On raconte que, lorsque l'on ordonna à Vanini de demander pardon à Dieu, au roi et à la justice, il répondit: «Qu'il ne croyait point en Dieu; qu'il n'avait jamais offensé le roi, et qu'il donnait la justice au diable.» Si cette réponse est bien de Vanini, elle semblerait prouver qu'il y avait beaucoup plus de folie dans son fait que d'athéisme; et, dans ce cas, mieux eût valu, pour l'humanité comme pour la religion, l'enfermer et le traiter que de le brûler.

Il paraît d'ailleurs que la procédure de Vanini fut dirigée avec acharnement et partialité par le parlement de Toulouse, dont beaucoup de membres étaient des fanatiques.

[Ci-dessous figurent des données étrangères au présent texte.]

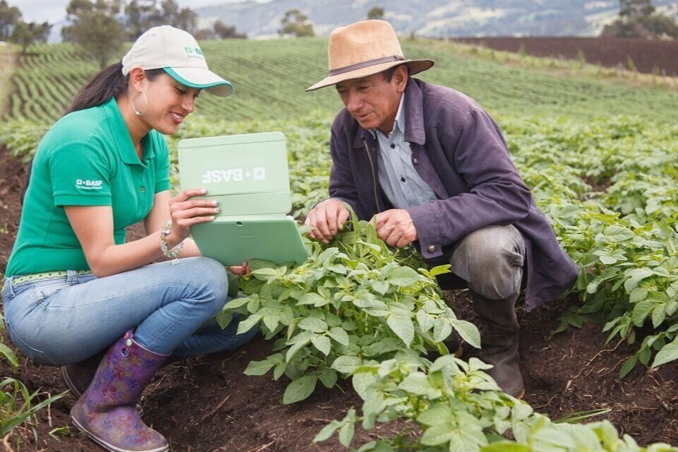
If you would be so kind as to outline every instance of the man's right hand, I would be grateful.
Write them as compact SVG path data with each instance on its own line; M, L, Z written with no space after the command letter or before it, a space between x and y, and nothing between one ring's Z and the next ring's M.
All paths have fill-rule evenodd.
M319 203L309 212L304 224L314 227L309 237L328 244L344 227L349 216L348 209L340 201L330 198Z

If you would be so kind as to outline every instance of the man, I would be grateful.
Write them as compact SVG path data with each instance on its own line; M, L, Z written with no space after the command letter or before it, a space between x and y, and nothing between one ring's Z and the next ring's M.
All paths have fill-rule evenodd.
M577 266L558 245L490 116L451 88L411 78L433 66L406 59L393 28L364 20L330 36L329 76L345 107L332 126L330 198L309 212L328 243L348 219L376 216L379 237L450 263L481 323L480 357L506 392L522 397L516 302L528 309L569 287ZM440 278L444 288L451 279ZM459 279L460 278L460 280Z

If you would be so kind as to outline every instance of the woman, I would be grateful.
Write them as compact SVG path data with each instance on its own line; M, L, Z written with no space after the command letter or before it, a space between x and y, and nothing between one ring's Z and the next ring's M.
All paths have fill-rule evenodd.
M161 133L177 131L202 89L227 96L232 86L191 35L152 28L88 83L33 161L2 297L7 331L35 362L64 366L83 393L74 424L109 451L168 449L135 405L170 355L232 350L256 333L212 320L227 300L226 272L187 239L217 203L194 198L203 189L170 193ZM125 227L142 220L146 237L125 243Z

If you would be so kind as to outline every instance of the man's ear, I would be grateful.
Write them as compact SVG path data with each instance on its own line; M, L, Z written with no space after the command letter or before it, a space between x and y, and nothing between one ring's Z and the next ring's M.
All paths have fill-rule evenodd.
M146 86L145 71L141 68L134 68L129 72L129 82L137 91L143 91Z
M396 83L396 88L398 93L405 91L405 87L408 84L408 66L405 64L400 64L393 71L393 81Z

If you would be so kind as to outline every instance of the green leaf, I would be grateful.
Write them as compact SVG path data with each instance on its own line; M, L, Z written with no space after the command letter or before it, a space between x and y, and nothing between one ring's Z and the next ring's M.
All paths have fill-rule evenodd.
M415 339L415 325L410 316L399 313L391 314L386 318L386 324L403 340L405 346L410 347L410 344Z
M605 228L604 234L608 240L616 243L634 238L633 231L621 226L609 226Z
M337 372L332 369L325 371L320 374L319 378L326 388L333 388L334 385L337 383Z
M510 443L507 441L498 441L484 446L481 452L533 452L529 446Z
M299 340L299 342L294 343L292 346L290 347L290 350L287 350L287 355L285 355L285 361L287 362L290 362L292 360L292 358L297 353L297 352L298 352L302 347L308 345L310 343L311 343L311 338L304 339L304 340Z
M308 293L304 294L301 298L299 299L299 301L297 302L297 304L311 304L316 307L321 306L325 306L330 302L330 300L327 299L324 297L321 297L319 294L316 294L314 292L309 292Z
M327 331L327 322L322 319L307 317L297 323L299 328L312 333L324 333Z
M403 348L400 341L396 338L386 338L367 345L362 349L364 356L379 356L389 352L395 352Z
M652 300L646 299L639 302L634 307L634 311L631 314L631 319L636 326L642 326L646 318L652 312L652 310L657 307L658 302Z
M386 281L393 285L406 287L412 285L420 280L421 275L417 270L410 267L398 267L391 272Z
M422 436L420 442L424 446L438 446L445 444L457 436L451 426L446 424L432 425Z
M645 278L652 276L652 270L649 268L634 268L624 272L624 275L629 277L624 282L624 288L627 293L636 288L638 283Z
M237 309L247 303L249 303L249 297L237 297L226 303L224 309Z
M382 295L388 292L388 287L390 287L386 281L379 280L372 281L371 285L375 292L378 292Z
M434 319L424 309L417 310L417 323L422 331L425 333L433 328Z
M358 393L364 400L369 399L371 393L374 391L372 385L376 383L376 377L369 371L359 371L353 374L352 383L355 392Z
M478 331L475 325L465 320L456 319L448 321L451 322L453 328L462 339L470 344L472 347L480 348L480 332Z
M650 292L644 287L636 287L631 291L631 295L629 297L629 301L631 303L638 303L638 302L642 302L643 299L648 297L648 293L650 293Z
M327 336L315 336L311 340L314 347L325 354L327 356L332 350L332 345L330 343L330 338Z
M438 317L433 327L433 340L442 342L452 333L452 325L444 317Z
M335 326L331 329L328 334L330 335L330 337L336 340L338 343L342 345L348 346L349 339L348 333L346 333L343 329Z
M664 345L662 350L657 352L655 360L652 363L652 367L654 369L675 359L678 359L678 341L677 340Z
M652 326L657 329L665 319L666 319L666 312L664 310L664 306L658 306L652 311Z
M256 314L252 314L249 317L244 320L241 320L240 323L238 323L238 331L237 334L242 334L243 333L246 333L251 329L254 328L254 326L259 323L259 320L261 319L260 316Z
M218 314L215 319L219 327L223 330L231 324L231 321L233 320L233 313L230 311L222 311Z
M332 369L335 369L342 374L352 374L357 369L362 361L356 356L340 356L332 363Z
M308 398L315 390L317 381L318 377L315 375L304 375L297 379L285 388L282 403L289 405Z
M451 273L450 270L450 267L451 266L448 263L443 266L437 266L429 270L429 275L430 275L432 277L435 277L438 276L439 275Z
M353 434L355 432L355 427L353 422L347 422L339 429L339 442L344 447L348 448L351 446L353 441Z

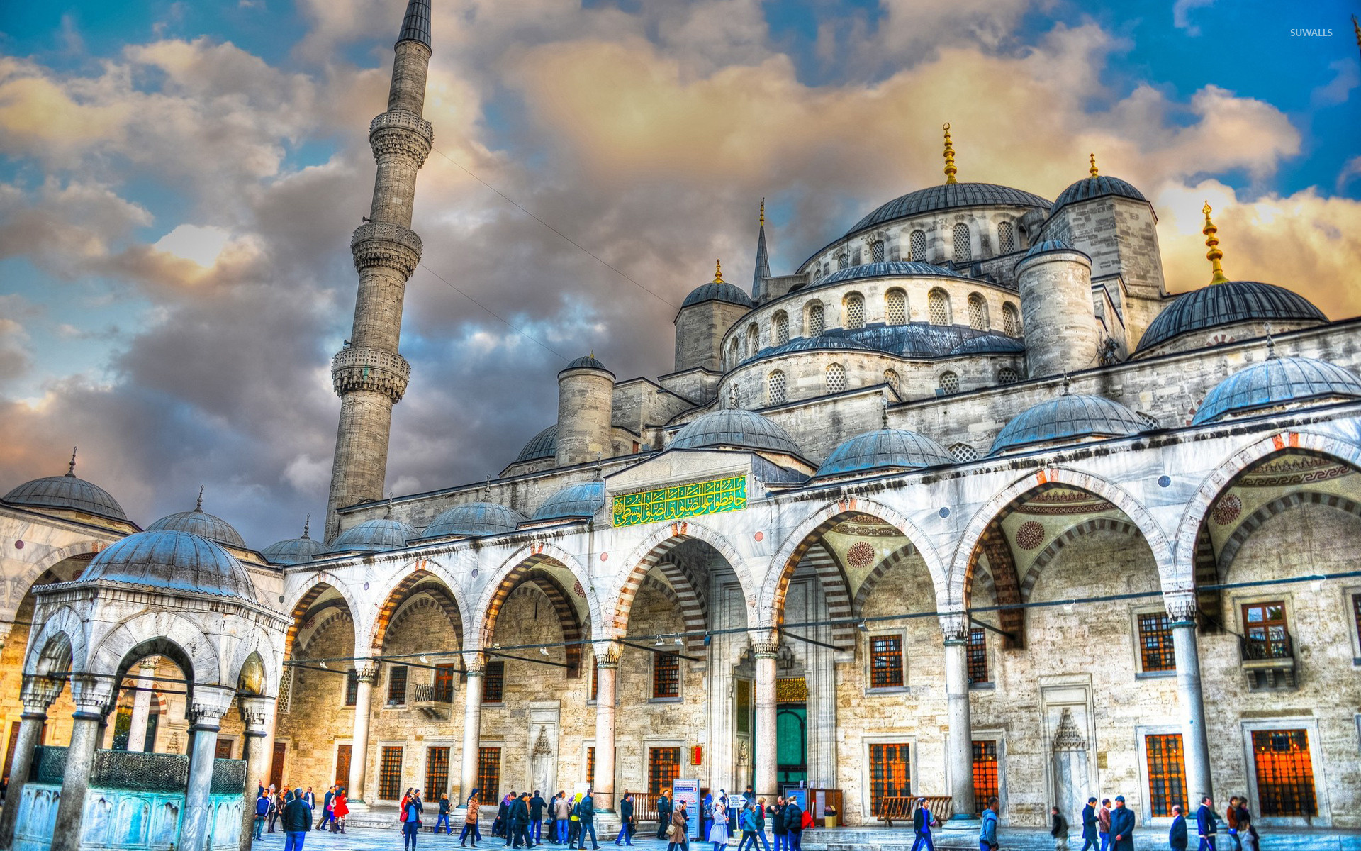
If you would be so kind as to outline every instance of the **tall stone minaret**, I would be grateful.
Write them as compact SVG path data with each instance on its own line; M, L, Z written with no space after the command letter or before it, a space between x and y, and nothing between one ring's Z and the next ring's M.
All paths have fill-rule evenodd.
M434 142L430 123L421 117L430 64L430 0L407 3L395 52L388 112L369 124L369 146L378 162L373 208L350 238L359 272L354 331L331 359L340 428L327 504L328 541L339 531L338 509L382 497L392 406L411 379L397 342L407 278L421 261L421 237L411 230L416 170Z

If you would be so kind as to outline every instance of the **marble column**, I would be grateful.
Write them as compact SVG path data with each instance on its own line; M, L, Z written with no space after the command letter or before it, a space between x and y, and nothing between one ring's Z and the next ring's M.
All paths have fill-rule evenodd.
M378 666L355 659L355 679L359 688L354 697L354 735L350 739L348 801L363 803L369 773L369 716L373 715L373 686L378 682Z
M241 712L241 724L246 728L245 748L241 754L246 761L246 787L242 792L245 809L241 810L241 851L250 851L250 837L255 833L255 802L259 797L256 790L269 769L265 739L269 738L269 727L274 720L274 699L240 697L237 699L237 709Z
M60 679L48 679L27 674L23 678L23 715L19 716L19 738L14 743L14 757L10 761L10 786L5 790L8 806L0 809L0 848L8 851L14 844L15 822L19 818L19 802L23 801L23 784L29 782L33 754L42 735L42 724L48 720L48 707L61 693Z
M146 692L133 692L132 719L128 726L128 750L146 750L147 748L147 720L151 718L151 686L155 684L157 660L143 659L137 667L137 688Z
M94 773L94 754L99 743L103 716L113 705L114 681L93 674L71 675L71 746L67 748L67 767L61 775L61 801L52 828L50 851L79 851L80 818L84 814L90 775Z
M950 739L946 760L950 764L950 798L953 820L976 820L973 801L973 722L969 718L969 615L962 611L940 615L945 637L945 694Z
M1187 805L1211 795L1210 738L1204 730L1204 699L1200 693L1200 651L1196 647L1196 599L1194 591L1165 594L1172 621L1172 649L1177 662L1177 711L1181 716L1181 753L1187 772Z
M778 741L776 739L776 655L780 652L780 637L776 633L762 636L751 641L755 655L757 682L757 784L758 798L774 801L778 794L776 786L776 764L778 757Z
M189 700L189 733L193 745L189 756L189 787L184 795L184 818L180 822L180 851L207 851L212 807L212 761L218 756L218 730L222 716L231 707L235 689L214 685L192 685Z
M597 810L614 812L614 693L619 670L619 645L602 641L596 656L596 764L595 777L588 777L595 788Z
M478 749L482 746L482 674L486 659L480 652L464 656L467 682L463 688L463 771L459 772L459 807L467 812L468 795L478 786ZM478 799L482 791L478 790ZM493 805L495 802L491 802Z

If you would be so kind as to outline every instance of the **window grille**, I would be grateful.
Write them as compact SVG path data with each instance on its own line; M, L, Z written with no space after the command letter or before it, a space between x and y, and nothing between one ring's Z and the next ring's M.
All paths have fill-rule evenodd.
M1313 761L1305 730L1255 730L1252 756L1262 816L1319 814L1313 791Z
M653 795L670 792L676 777L680 776L680 749L679 748L649 748L648 749L648 791Z
M984 629L969 629L969 682L992 682L988 679L988 633Z
M973 799L981 807L999 794L998 743L973 742Z
M847 328L864 328L864 297L859 293L847 295Z
M827 366L827 392L840 394L847 388L847 368L841 364Z
M998 222L998 253L1010 255L1017 249L1015 229L1011 222Z
M652 654L652 696L680 697L680 656Z
M969 295L969 327L974 331L988 328L988 304L977 293Z
M1146 735L1149 754L1150 816L1170 816L1172 805L1185 805L1187 769L1181 754L1181 734Z
M885 798L912 794L908 745L870 745L870 812L878 816Z
M784 373L781 370L777 369L772 372L766 379L766 383L769 384L770 404L784 404L789 400L784 385Z
M870 639L870 688L891 689L902 685L902 637Z
M954 444L950 447L950 455L953 455L957 462L972 462L979 459L979 451L969 444Z
M883 297L885 315L890 325L908 324L908 294L902 290L889 290Z
M927 294L927 316L932 325L950 324L950 297L945 290L931 290Z
M487 667L482 671L482 703L501 703L505 697L505 685L506 663L501 659L487 662Z
M378 798L396 801L401 797L401 746L384 746L378 762Z

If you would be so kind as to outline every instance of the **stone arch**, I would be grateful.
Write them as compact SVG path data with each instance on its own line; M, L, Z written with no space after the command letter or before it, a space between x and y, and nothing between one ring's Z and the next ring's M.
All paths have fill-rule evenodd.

Le prétendu athée fut condamné sur la déposition d'un seul témoin, nommé Francon. Ce qui montre qu'il n'y avait rien de positif contre lui, c'est que plusieurs des juges balancèrent, pensant n'avoir pas de preuves suffisantes; que le prévenu fut condamné à la pluralité des voix, et que l'instruction du procès ne fit pas mention de ses livres.

En vertu de quel article de loi des juges pouvaient-ils condamner un homme, leur semblable, pour crime d'athéisme? O honte de notre espèce! ces crimes juridiques se faisaient toujours par le droit du plus fort, comme pour les accusations de magie, de sortilége, d'hérésie, etc.